MicroLark 0.8 supports MicroXML according to James's most recent definition, with the addition of prefixed attribute names. MicroLark allows, but does not require, namespace definitions for these prefixes. Element names do not allow prefixes. This version provides the parser proper, the Element class, and a MicroXML writer. I'll be adding more MicroXML-specific test cases in a later release. Future versions will supply a package of iterators to allow XPath-style operations, and a validator based on MicroRNG.

The core of MicroLark is a pull parser implemented as a state machine, which is just a big switch of switches. The outer switch is controlled by the current state, and the inner switches by the current character. The parser returns when a start-tag, end-tag, character data, end of document, or error is found, making sure that parsing can be resumed smoothly afterwards. Consequently, it is not draconian, though its error recovery strategy mostly consists of resetting the current state to "character data". When the parser returns, the caller can call accessors to get the current element stack or character data, or the location and text of an error. The push parser (SAX-style) and the tree parser (DOM-style) are thin layers over the pull parser; the tree parser is draconian.

The Element class is the incarnation of the MicroXML data model, so it provides access to the name, attributes, and children of an element. Element objects are provided by all three parsers, though only the tree parser populates the children. There are the usual collection methods for fetching, searching, and mutating the attributes and children; text children are represented as Strings, and when an attempt is made to insert a text child next to an existing text child, the two are coalesced. You can create your own Element objects, and the class ensures that they always represent well-formed MicroXML (for example, the names of elements and attributes must be well-formed). There are convenience methods for retrieving the current value of an inherited attribute, and for obtaining the current values of xml:lang/lang, xml:id/id, xml:base, and the namespace of a prefixed attribute.

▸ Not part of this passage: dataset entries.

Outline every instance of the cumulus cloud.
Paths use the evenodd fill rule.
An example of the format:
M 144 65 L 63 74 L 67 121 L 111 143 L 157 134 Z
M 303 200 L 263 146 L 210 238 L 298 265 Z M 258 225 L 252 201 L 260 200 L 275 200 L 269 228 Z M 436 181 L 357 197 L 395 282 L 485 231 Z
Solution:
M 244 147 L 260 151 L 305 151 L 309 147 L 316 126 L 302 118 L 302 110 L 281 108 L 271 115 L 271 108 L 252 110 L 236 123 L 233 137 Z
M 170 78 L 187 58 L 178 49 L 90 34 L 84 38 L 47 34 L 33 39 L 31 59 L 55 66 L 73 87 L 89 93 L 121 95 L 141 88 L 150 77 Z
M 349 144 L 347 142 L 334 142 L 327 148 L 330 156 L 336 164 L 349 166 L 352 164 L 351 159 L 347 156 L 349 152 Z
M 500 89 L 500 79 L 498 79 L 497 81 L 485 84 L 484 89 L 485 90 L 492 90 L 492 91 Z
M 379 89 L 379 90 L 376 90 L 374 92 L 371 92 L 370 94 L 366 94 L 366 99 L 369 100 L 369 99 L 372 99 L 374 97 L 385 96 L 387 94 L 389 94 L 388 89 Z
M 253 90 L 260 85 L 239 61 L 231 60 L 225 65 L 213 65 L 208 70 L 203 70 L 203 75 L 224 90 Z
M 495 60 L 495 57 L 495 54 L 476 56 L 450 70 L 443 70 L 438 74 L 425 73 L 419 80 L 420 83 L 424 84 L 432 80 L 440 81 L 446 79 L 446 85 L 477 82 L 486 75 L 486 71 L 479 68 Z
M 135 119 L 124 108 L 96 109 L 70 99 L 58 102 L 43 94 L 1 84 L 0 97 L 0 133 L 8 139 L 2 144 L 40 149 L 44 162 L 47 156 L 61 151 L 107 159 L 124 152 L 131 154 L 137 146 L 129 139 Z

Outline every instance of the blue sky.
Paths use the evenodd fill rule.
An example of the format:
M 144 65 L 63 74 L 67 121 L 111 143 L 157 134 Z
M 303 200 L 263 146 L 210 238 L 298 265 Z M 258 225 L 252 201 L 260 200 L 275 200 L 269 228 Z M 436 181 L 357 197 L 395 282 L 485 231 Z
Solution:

Users can create subclasses of Element and instruct the parser to use them by creating a factory object. Factory objects get the current element stack from the parser as well as the name of the new element, and return an instance based on them. This allows tree nodes to have their own fields and methods suitable for their use in the application, as well as the creation of tree nodes that enforce restrictions on their children such as "no text children" or "element children must belong to class X".